Finance Committee Begins Planning for Use of Surplus Revenue
Unspent budgeted funds or surplus revenue is certified as free cash in the fall, after a full accounting of the previous fiscal year is complete. The last few years, this amount has totaled between $5 and $10 million. Some of the free cash is allocated to the capital stabilization fund to pay for the major building projects. The capital stabilization fund currently stands at $11 million, and Cathy Schoen wondered if that money should be used to begin planning for a new DPW building. Previous financial models had proposed letting the fund accumulate until there was enough to fully finance a new fire/EMS station, but Schoen noted that there still is no site for the fire/EMS, while the DPW building is in dire need of repair. Although the $11 million is not enough to fully replace the DPW, meaning that borrowing would be needed, Schoen stated, “We’re carrying a lot of reserves, and people are paying attention to it, and we keep saying we’re saving it for buildings.” She continued, “What we budgeted in the five-year capital plan would be less, because some of it would be paid from the capital reserve.” Mandi Jo Hanneke suggested that the capital stabilization fund could be renamed the DPW and fire station fund.

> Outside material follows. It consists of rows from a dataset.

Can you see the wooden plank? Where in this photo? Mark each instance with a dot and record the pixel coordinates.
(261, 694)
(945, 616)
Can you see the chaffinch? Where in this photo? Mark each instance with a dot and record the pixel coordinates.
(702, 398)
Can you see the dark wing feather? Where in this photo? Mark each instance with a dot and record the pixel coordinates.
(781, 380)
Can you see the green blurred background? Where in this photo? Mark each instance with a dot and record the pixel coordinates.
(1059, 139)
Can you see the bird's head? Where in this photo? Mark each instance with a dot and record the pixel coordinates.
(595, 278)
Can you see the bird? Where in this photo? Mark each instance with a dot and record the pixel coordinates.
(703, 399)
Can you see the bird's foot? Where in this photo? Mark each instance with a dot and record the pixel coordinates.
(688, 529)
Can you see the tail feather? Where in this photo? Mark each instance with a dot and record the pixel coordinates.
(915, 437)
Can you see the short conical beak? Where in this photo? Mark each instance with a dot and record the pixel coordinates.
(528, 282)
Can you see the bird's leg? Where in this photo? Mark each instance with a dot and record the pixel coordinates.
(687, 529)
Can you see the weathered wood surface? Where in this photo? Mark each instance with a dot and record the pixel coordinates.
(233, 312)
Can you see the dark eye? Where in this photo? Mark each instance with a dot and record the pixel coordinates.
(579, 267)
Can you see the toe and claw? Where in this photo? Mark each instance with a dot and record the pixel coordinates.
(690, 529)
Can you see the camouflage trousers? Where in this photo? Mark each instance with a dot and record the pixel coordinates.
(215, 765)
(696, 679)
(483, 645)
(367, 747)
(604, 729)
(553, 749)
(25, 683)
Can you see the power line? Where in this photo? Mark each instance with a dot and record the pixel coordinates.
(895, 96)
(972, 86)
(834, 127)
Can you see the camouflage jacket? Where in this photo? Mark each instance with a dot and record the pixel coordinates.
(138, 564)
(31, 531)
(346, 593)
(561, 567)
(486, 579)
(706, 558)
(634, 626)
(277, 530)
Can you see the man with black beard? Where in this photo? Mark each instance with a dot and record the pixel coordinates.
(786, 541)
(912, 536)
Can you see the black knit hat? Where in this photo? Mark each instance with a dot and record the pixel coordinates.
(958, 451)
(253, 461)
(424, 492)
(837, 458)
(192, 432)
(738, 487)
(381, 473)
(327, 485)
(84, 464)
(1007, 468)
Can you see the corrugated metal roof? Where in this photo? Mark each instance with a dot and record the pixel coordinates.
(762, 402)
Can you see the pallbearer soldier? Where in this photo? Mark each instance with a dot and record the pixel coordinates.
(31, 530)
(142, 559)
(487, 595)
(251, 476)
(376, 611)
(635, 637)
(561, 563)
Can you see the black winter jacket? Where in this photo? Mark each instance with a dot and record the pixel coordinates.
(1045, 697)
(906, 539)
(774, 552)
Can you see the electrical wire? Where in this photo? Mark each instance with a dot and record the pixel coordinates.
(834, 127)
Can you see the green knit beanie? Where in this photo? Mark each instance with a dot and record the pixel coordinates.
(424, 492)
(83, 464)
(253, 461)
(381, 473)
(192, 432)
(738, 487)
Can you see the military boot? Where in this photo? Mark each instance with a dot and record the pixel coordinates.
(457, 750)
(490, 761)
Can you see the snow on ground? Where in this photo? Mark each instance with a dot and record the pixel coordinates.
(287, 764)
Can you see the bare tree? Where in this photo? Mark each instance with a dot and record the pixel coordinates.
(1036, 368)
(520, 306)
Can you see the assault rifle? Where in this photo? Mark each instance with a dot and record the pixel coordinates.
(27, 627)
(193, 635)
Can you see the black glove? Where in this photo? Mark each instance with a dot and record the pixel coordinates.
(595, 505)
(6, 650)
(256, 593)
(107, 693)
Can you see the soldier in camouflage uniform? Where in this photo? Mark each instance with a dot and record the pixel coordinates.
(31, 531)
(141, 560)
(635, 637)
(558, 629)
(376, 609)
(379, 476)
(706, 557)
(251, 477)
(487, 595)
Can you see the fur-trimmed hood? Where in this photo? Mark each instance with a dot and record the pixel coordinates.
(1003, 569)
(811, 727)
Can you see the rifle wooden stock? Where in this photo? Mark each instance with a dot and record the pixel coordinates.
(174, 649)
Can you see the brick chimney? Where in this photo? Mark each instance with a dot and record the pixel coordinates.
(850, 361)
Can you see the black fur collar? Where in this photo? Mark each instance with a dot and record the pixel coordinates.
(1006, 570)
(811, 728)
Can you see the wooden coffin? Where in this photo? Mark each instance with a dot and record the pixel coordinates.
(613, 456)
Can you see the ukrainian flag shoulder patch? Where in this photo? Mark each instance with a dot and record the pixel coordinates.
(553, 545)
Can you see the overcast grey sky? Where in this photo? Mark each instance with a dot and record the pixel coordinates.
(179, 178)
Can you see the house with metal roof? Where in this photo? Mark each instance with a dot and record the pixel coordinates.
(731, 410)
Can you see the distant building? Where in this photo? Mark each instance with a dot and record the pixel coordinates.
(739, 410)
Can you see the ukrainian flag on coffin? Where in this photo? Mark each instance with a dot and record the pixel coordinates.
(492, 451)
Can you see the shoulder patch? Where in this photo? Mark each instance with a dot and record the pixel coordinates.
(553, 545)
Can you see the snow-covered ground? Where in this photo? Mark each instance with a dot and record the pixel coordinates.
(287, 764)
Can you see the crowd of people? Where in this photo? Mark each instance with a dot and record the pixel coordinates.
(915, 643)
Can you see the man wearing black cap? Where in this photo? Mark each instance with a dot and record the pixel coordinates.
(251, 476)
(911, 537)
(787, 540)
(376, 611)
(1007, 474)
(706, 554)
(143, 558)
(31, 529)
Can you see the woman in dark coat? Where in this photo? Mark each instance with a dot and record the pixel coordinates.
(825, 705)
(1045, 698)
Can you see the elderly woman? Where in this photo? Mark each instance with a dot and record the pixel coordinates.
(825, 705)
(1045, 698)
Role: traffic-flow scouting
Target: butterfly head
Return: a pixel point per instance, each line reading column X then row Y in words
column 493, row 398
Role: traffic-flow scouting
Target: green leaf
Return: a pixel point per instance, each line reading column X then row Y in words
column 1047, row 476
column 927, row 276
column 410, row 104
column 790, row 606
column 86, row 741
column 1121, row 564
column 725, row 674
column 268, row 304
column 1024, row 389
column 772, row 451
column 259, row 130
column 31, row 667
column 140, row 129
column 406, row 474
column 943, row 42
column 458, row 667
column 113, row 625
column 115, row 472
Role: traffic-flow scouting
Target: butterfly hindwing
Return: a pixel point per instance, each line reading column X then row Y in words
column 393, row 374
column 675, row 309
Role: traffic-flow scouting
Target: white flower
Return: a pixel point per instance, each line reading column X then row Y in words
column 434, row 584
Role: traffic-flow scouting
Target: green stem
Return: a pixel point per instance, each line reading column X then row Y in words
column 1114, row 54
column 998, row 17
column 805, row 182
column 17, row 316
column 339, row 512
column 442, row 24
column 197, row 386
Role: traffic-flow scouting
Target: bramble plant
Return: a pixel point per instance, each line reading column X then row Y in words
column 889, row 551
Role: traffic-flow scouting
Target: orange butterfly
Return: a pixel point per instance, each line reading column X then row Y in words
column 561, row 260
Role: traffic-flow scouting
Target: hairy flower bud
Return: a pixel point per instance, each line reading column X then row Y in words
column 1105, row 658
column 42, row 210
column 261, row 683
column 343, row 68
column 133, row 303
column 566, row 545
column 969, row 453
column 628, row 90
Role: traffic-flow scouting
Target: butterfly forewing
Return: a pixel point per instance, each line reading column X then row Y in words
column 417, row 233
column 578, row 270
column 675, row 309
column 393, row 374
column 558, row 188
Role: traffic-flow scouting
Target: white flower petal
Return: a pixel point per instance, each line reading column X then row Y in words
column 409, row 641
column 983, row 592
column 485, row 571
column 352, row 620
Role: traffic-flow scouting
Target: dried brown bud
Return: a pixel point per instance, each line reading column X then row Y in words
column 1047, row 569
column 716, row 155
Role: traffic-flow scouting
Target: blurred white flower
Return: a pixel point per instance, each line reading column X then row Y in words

In addition to the amount of the budget surplus put into the Capital Stabilization Fund, Schoen noted that the Joint Capital Planning Committee (JCPC) recommended that funds go to the roads, replacing the middle school roof, and purchasing new vehicles, which has been delayed in past budgets. The other members of the Finance Committee were enthusiastic about devoting more money for road repair, since they are hearing multiple complaints from constituents about the condition of the town’s roads. Hegner said that Town Engineer estimated that it would take $3 million per year in addition to the Chapter 90 funds from the state to maintain the roads. Town Manager Paul Bockelman stated that he is hearing that the roads are a high priority for the council, and that the town has a $3 million contract for roadwork to be done this summer.
Andy Steinberg asked about the status of the federal reimbursement for the sustainability features of the new elementary school. The council had allocated $5 million from the reserves in order to reduce the debt exclusion override for the school, anticipating that the reserves would be replenished by federal rebates for the geothermal and solar energy systems. Schoen said that, as of now, reductions for energy conservation measures do not go into effect until FY 27, so the town should be reimbursed for the geothermal system, which is the major expense, but the canopy solar may not be complete until the following fiscal year.
Hanneke noted that the decreased federal reimbursements would not affect property taxes, only the replenishment of the reserve funds. She stated that her priority was to maintain the reserves at 5% of the annual budget and added that she would not be willing to spend free cash on the middle school roof until there was more clarity on the use and ownership of the building, [There has been talk of merging the middle school and high school due to declining enrollment. Amherst’s sixth graders are due to be relocated to the middle school in the fall of 2026.
The Finance Committee will continue its discussion of the issues raised when more is clarified regarding FY25. The committee will next meet on Tuesday, August 5 at 2 p.m.